# Is it Legal?



## kbamvakais (Dec 31, 2009)

to store large amounts of Gas, i may or maynot have 5 55 gal plastic drums in a storage location that may or may not be in my garage/workshop. some one told me that was illegal, so i would assume that my overall plan to have a large propane tank in my yard converted to hold gas i think its something like 500 gal would be very illegal, right?


----------



## NaeKid (Oct 17, 2008)

If you are in a city with very close neighbors - then I believe that most city bylaws will not allow you to store explosive fuels in residential areas unless you are certified to store those explosive fuels (ie: fueling station) and are willing to be inspected regularly by the fire-department ...

Standard 10-gallon jerry cans are exempt unless you have lots and lots of them ... if you know what I mean.

If you are on an acreage, I believe that you must have 10 acres or greater for fuel-storage systems (visible above-ground tanks as shown in the attached picture) and those must be inspected regularly for leaks. The large propane tanks that you have pictured must be filled by a certified mobile system and be directly connected to the home or shops regulator for pressure control. I believe that you have the ability to refill your own portable propane-tanks if you get yourself certified for that (check with your local fire-dept).


----------



## ZoomZoom (Dec 18, 2009)

As mentioned, there may be local laws. Around me, you're allowed to have above-ground bulk tanks without any government regulation or intervention (unless you spill, in which case you need to notify the DEP).

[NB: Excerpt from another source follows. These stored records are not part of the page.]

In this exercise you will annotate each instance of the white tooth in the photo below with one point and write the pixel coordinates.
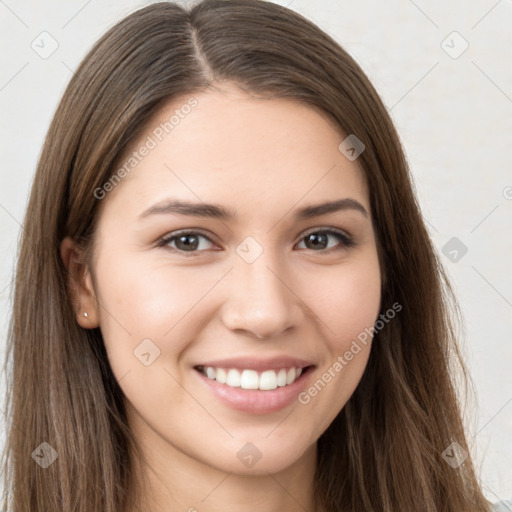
(290, 377)
(268, 380)
(221, 375)
(281, 377)
(233, 378)
(249, 379)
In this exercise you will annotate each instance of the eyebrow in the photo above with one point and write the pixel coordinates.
(215, 211)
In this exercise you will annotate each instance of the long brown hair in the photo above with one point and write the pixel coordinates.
(383, 452)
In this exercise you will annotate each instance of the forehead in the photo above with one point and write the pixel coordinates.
(226, 146)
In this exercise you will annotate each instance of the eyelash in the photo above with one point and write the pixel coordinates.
(347, 242)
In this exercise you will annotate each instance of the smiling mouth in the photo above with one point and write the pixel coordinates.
(252, 379)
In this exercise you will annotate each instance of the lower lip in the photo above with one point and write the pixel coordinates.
(256, 401)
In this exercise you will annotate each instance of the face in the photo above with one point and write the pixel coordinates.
(250, 290)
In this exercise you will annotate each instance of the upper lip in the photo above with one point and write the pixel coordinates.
(251, 363)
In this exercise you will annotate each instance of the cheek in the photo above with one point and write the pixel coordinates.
(141, 302)
(349, 302)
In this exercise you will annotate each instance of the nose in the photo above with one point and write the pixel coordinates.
(261, 300)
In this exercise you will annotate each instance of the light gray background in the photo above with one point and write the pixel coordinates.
(454, 116)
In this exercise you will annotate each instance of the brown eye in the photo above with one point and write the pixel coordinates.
(318, 240)
(186, 241)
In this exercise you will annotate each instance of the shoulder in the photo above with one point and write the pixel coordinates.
(502, 506)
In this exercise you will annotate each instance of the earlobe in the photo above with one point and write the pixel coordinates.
(79, 284)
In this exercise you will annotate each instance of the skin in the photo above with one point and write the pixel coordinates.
(262, 158)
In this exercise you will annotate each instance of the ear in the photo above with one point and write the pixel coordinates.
(80, 284)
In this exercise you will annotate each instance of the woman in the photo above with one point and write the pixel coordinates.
(226, 295)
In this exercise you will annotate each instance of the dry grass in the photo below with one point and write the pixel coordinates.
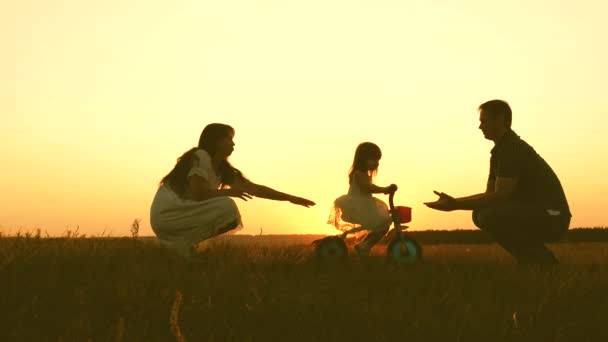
(249, 289)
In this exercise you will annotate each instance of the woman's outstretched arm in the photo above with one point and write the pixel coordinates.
(263, 191)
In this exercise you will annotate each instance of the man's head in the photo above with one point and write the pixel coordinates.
(494, 119)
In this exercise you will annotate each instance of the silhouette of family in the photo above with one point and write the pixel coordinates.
(522, 208)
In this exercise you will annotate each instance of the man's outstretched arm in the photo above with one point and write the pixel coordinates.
(500, 192)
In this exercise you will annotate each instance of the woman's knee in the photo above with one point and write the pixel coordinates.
(487, 218)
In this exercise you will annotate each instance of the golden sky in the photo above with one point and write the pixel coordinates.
(98, 99)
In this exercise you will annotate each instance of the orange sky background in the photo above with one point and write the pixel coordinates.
(98, 99)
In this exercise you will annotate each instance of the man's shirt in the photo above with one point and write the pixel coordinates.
(538, 185)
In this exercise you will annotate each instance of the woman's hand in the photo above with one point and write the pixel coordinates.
(301, 201)
(444, 203)
(390, 188)
(240, 193)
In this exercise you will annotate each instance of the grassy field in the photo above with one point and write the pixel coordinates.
(248, 288)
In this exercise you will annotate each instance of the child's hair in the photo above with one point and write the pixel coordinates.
(212, 133)
(365, 151)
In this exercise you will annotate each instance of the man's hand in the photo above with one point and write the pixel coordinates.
(445, 202)
(301, 201)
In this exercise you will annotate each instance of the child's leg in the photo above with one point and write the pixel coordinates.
(364, 247)
(353, 230)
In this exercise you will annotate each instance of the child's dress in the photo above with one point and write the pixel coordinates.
(359, 209)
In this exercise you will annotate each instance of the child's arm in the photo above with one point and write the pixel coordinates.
(365, 183)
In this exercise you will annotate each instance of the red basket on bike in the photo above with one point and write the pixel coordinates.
(404, 214)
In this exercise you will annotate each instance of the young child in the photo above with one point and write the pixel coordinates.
(358, 210)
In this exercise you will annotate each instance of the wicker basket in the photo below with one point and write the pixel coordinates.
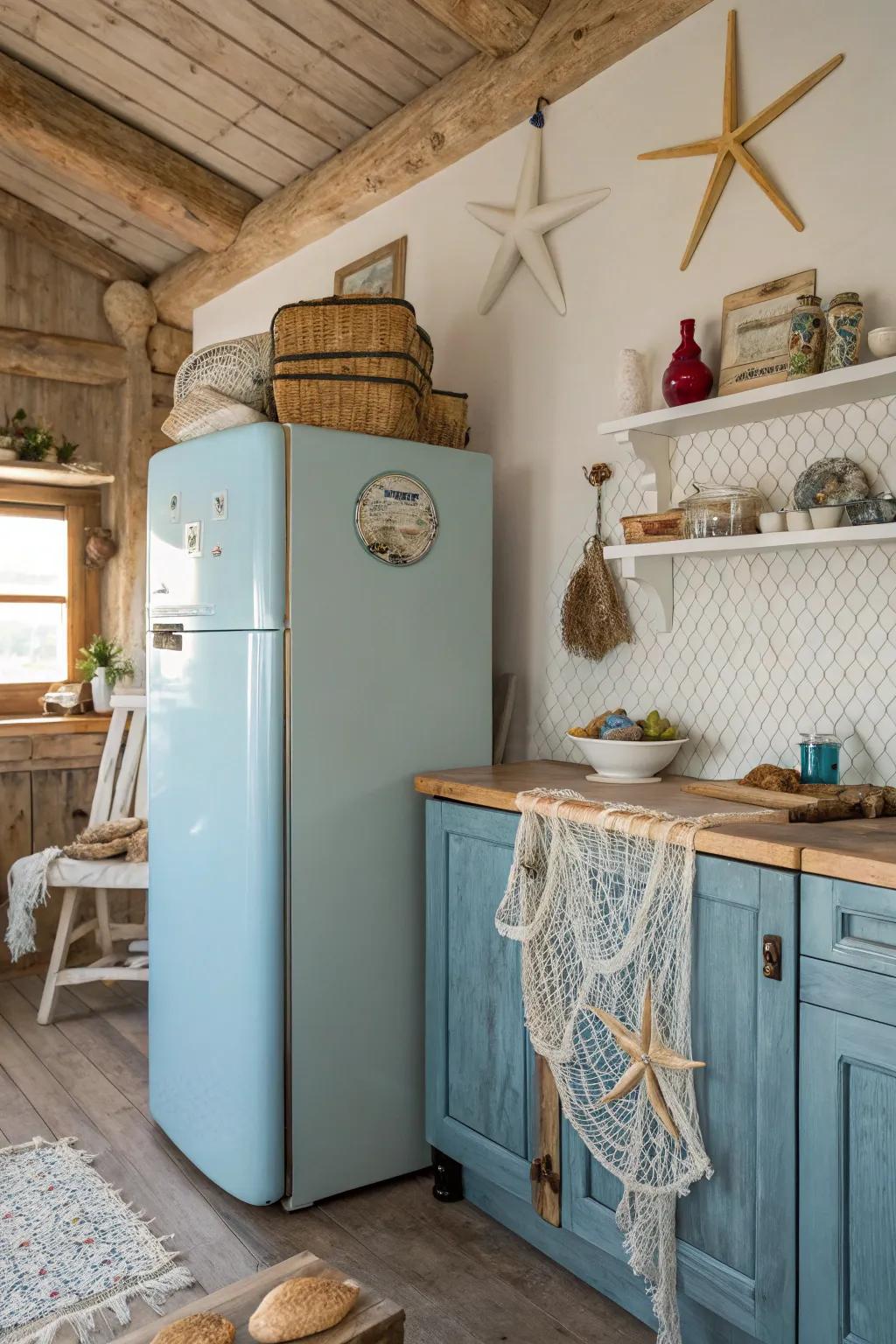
(205, 410)
(389, 363)
(349, 323)
(653, 527)
(444, 420)
(381, 405)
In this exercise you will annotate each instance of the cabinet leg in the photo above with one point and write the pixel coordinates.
(448, 1183)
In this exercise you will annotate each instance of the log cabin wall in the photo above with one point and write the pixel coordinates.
(47, 779)
(42, 293)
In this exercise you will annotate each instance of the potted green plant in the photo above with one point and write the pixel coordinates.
(103, 664)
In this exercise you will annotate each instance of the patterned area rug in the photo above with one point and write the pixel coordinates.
(70, 1249)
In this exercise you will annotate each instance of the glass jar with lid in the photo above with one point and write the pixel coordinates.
(820, 759)
(722, 511)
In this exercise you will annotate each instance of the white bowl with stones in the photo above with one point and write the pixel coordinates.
(626, 762)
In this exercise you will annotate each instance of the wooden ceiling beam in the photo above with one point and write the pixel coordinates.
(575, 40)
(65, 242)
(496, 27)
(102, 153)
(65, 359)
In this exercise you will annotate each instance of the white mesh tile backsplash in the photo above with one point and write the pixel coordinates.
(763, 646)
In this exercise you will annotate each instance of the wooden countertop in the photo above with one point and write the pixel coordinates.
(860, 851)
(52, 724)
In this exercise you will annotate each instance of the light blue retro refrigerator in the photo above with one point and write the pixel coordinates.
(320, 616)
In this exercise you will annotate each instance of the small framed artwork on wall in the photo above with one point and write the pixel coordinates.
(755, 327)
(379, 273)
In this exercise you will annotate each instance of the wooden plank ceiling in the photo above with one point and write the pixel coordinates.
(258, 92)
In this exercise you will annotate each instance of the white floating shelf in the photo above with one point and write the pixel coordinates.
(50, 473)
(860, 383)
(875, 534)
(649, 440)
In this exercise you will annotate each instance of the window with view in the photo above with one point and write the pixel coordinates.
(34, 597)
(47, 598)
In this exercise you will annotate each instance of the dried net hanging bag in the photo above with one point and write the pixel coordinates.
(592, 617)
(599, 897)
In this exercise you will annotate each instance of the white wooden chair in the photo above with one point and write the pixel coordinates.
(121, 792)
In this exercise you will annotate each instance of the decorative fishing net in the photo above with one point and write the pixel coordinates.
(599, 895)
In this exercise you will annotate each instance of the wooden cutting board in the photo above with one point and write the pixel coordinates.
(852, 802)
(732, 792)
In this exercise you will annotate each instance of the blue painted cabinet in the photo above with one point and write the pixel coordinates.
(481, 1101)
(738, 1236)
(848, 1115)
(737, 1231)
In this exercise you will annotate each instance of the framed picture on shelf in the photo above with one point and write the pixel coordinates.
(755, 326)
(379, 273)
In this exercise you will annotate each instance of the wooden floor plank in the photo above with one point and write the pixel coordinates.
(387, 1219)
(62, 1117)
(504, 1254)
(20, 1121)
(461, 1277)
(117, 1060)
(118, 1011)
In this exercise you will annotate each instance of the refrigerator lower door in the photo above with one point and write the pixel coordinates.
(216, 905)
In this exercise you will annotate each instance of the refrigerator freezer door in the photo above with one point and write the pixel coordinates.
(216, 905)
(218, 531)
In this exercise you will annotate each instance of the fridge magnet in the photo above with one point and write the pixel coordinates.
(193, 539)
(396, 519)
(728, 145)
(379, 273)
(755, 332)
(524, 225)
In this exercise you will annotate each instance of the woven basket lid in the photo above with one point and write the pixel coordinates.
(240, 368)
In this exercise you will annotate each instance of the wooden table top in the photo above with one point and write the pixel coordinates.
(373, 1320)
(861, 851)
(52, 724)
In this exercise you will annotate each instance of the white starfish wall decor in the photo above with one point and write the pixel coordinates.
(526, 225)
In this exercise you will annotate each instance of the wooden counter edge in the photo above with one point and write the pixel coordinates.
(719, 842)
(850, 867)
(52, 724)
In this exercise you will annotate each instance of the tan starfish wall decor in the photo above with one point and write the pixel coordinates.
(647, 1054)
(728, 145)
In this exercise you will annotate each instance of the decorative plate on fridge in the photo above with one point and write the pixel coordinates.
(396, 519)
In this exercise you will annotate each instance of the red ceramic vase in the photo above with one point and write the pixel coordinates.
(687, 379)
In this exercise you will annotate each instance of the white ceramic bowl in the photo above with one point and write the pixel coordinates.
(881, 341)
(826, 516)
(626, 762)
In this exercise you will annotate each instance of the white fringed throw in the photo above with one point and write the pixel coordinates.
(599, 895)
(72, 1251)
(27, 886)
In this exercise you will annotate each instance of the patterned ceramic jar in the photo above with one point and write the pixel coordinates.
(845, 318)
(806, 341)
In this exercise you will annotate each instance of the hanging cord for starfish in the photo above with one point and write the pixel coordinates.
(537, 116)
(592, 619)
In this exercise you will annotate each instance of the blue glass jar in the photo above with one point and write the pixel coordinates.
(820, 759)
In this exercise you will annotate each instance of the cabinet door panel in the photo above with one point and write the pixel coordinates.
(480, 1071)
(486, 1071)
(737, 1233)
(848, 1120)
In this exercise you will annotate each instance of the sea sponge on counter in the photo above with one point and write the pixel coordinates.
(301, 1306)
(773, 777)
(199, 1328)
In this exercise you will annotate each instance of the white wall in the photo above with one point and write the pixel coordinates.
(539, 383)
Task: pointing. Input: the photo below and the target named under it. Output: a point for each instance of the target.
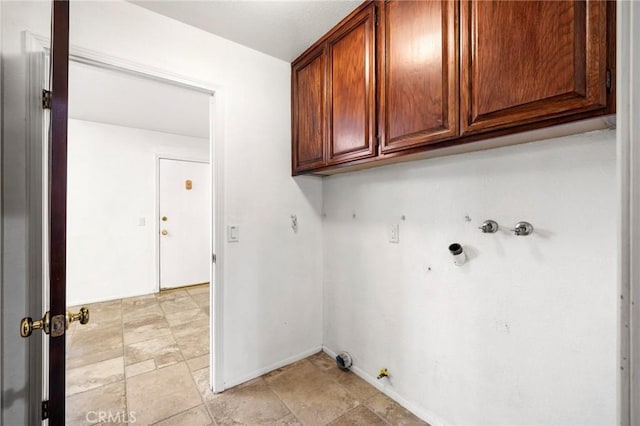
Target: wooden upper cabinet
(351, 89)
(308, 111)
(526, 61)
(418, 65)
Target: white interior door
(184, 223)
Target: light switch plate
(233, 233)
(394, 233)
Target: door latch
(55, 325)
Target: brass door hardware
(82, 316)
(54, 326)
(27, 325)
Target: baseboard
(106, 299)
(257, 373)
(425, 415)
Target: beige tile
(202, 324)
(310, 394)
(199, 362)
(356, 386)
(289, 420)
(174, 294)
(199, 290)
(145, 329)
(163, 350)
(392, 412)
(360, 416)
(201, 379)
(84, 408)
(178, 304)
(179, 318)
(193, 342)
(139, 302)
(327, 364)
(85, 342)
(139, 368)
(91, 376)
(197, 416)
(95, 357)
(253, 404)
(135, 314)
(162, 393)
(201, 300)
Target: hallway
(146, 359)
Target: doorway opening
(139, 245)
(207, 380)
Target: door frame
(157, 223)
(628, 170)
(216, 156)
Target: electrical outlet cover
(394, 233)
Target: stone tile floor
(147, 359)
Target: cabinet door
(527, 61)
(308, 111)
(351, 84)
(419, 67)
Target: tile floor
(147, 359)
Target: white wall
(272, 280)
(111, 186)
(526, 331)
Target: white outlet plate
(394, 233)
(233, 233)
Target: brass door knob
(82, 316)
(27, 325)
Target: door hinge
(46, 99)
(45, 410)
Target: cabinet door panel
(419, 88)
(308, 110)
(527, 61)
(351, 90)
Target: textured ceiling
(120, 99)
(283, 29)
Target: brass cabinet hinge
(46, 99)
(45, 410)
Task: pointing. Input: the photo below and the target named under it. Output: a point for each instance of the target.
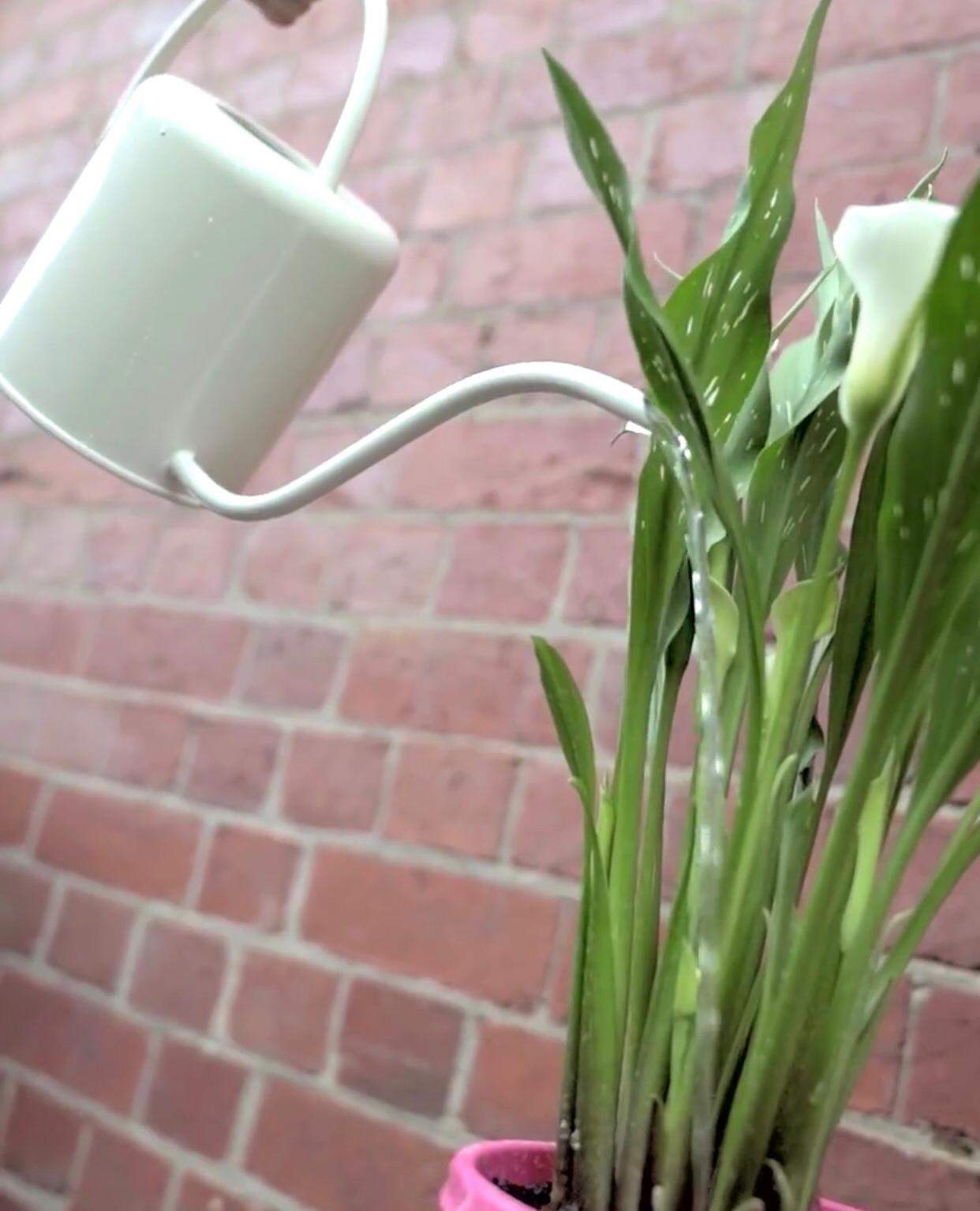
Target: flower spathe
(891, 254)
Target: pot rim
(469, 1185)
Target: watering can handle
(358, 101)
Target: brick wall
(288, 862)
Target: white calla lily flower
(891, 254)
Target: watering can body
(194, 287)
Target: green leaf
(923, 188)
(749, 435)
(789, 381)
(599, 1042)
(726, 620)
(721, 308)
(791, 606)
(957, 689)
(827, 293)
(812, 373)
(936, 431)
(871, 829)
(853, 641)
(594, 152)
(787, 494)
(570, 718)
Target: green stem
(777, 1033)
(649, 884)
(780, 723)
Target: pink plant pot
(469, 1186)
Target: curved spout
(548, 378)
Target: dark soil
(537, 1197)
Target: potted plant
(713, 1045)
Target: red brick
(398, 1048)
(507, 573)
(705, 140)
(41, 1140)
(471, 187)
(51, 549)
(887, 111)
(23, 902)
(962, 125)
(282, 1009)
(383, 677)
(249, 877)
(461, 684)
(381, 567)
(660, 63)
(194, 1099)
(147, 745)
(292, 665)
(599, 587)
(122, 1176)
(548, 834)
(877, 1085)
(420, 47)
(451, 798)
(453, 111)
(194, 558)
(544, 465)
(243, 43)
(43, 109)
(952, 936)
(565, 336)
(370, 489)
(417, 360)
(84, 1047)
(345, 387)
(285, 564)
(392, 189)
(492, 941)
(501, 28)
(334, 782)
(38, 470)
(564, 963)
(179, 974)
(41, 635)
(18, 795)
(333, 1159)
(664, 61)
(490, 687)
(163, 650)
(585, 18)
(21, 714)
(90, 939)
(75, 732)
(383, 131)
(200, 1195)
(945, 1066)
(515, 1083)
(419, 281)
(852, 34)
(234, 763)
(555, 179)
(868, 1174)
(508, 264)
(129, 845)
(119, 551)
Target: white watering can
(197, 283)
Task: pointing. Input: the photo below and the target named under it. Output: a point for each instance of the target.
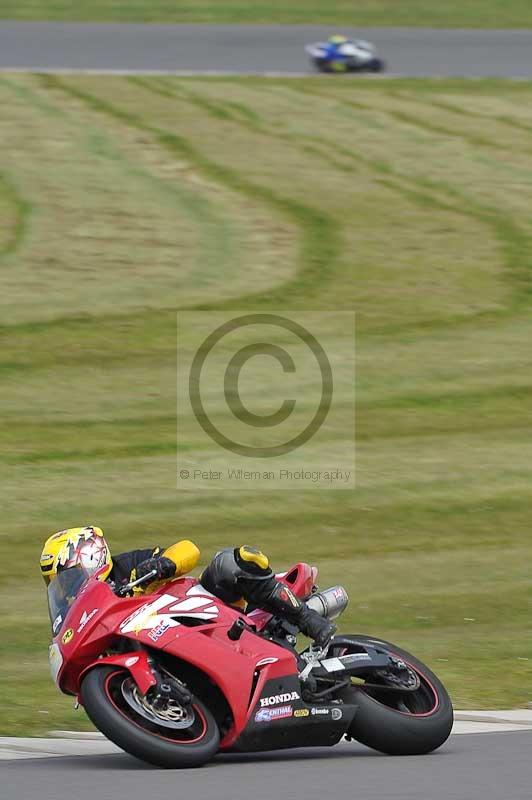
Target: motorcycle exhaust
(330, 603)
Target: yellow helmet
(76, 547)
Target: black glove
(164, 567)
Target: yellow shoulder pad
(185, 556)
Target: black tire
(398, 732)
(101, 702)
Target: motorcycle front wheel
(397, 722)
(174, 737)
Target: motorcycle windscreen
(62, 592)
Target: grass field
(124, 199)
(448, 13)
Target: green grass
(124, 200)
(449, 13)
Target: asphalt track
(487, 766)
(255, 48)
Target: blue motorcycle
(340, 54)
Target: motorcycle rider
(237, 576)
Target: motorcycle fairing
(291, 722)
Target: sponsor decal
(275, 699)
(149, 617)
(56, 660)
(67, 636)
(85, 618)
(57, 623)
(159, 630)
(271, 714)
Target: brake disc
(169, 714)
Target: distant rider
(236, 576)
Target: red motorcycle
(175, 676)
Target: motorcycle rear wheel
(103, 697)
(398, 723)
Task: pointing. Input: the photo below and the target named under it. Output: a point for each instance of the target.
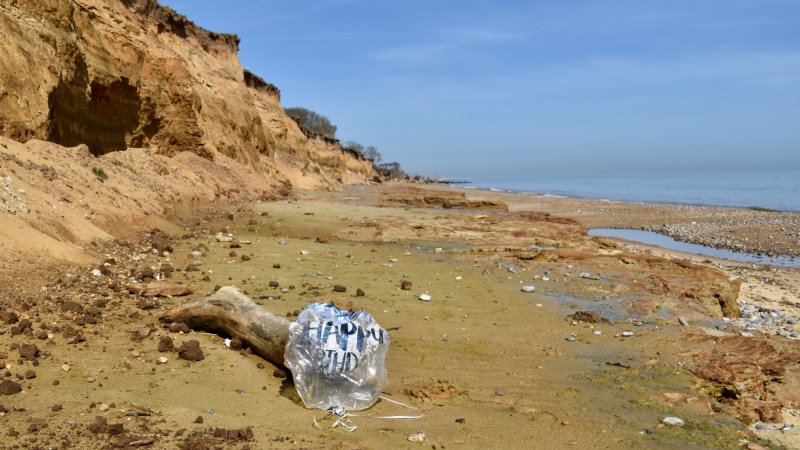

Who seems to care more is your homeowners insurance. Many will either not insure you or cancel your policy if you have a large tank. I believe many farm policies are OK with it.


----------



## kbamvakais (Dec 31, 2009)

Ok well then lets just keep this a secret, lol but a also have a manual pump and key for those inground tanks at gas stations, so worst come to worst i shouldnt have a problem finding fuel


----------



## Expeditioner (Jan 6, 2009)

If you do use a propane tank make sure you vent it and add a drain valve to address water accumulation.


----------



## macdoro (Aug 14, 2009)

*Insurance Problems*

If you have an accident, your insurance company will cancel your insurance retroactively because you failed to declare your large tanks/fuel storage at the time of renewal.


----------



## Expeditioner (Jan 6, 2009)

macdoro said:


> If you have an accident, your insurance company will cancel your insurance retroactively because you failed to declare your large tanks/fuel storage at the time of renewal.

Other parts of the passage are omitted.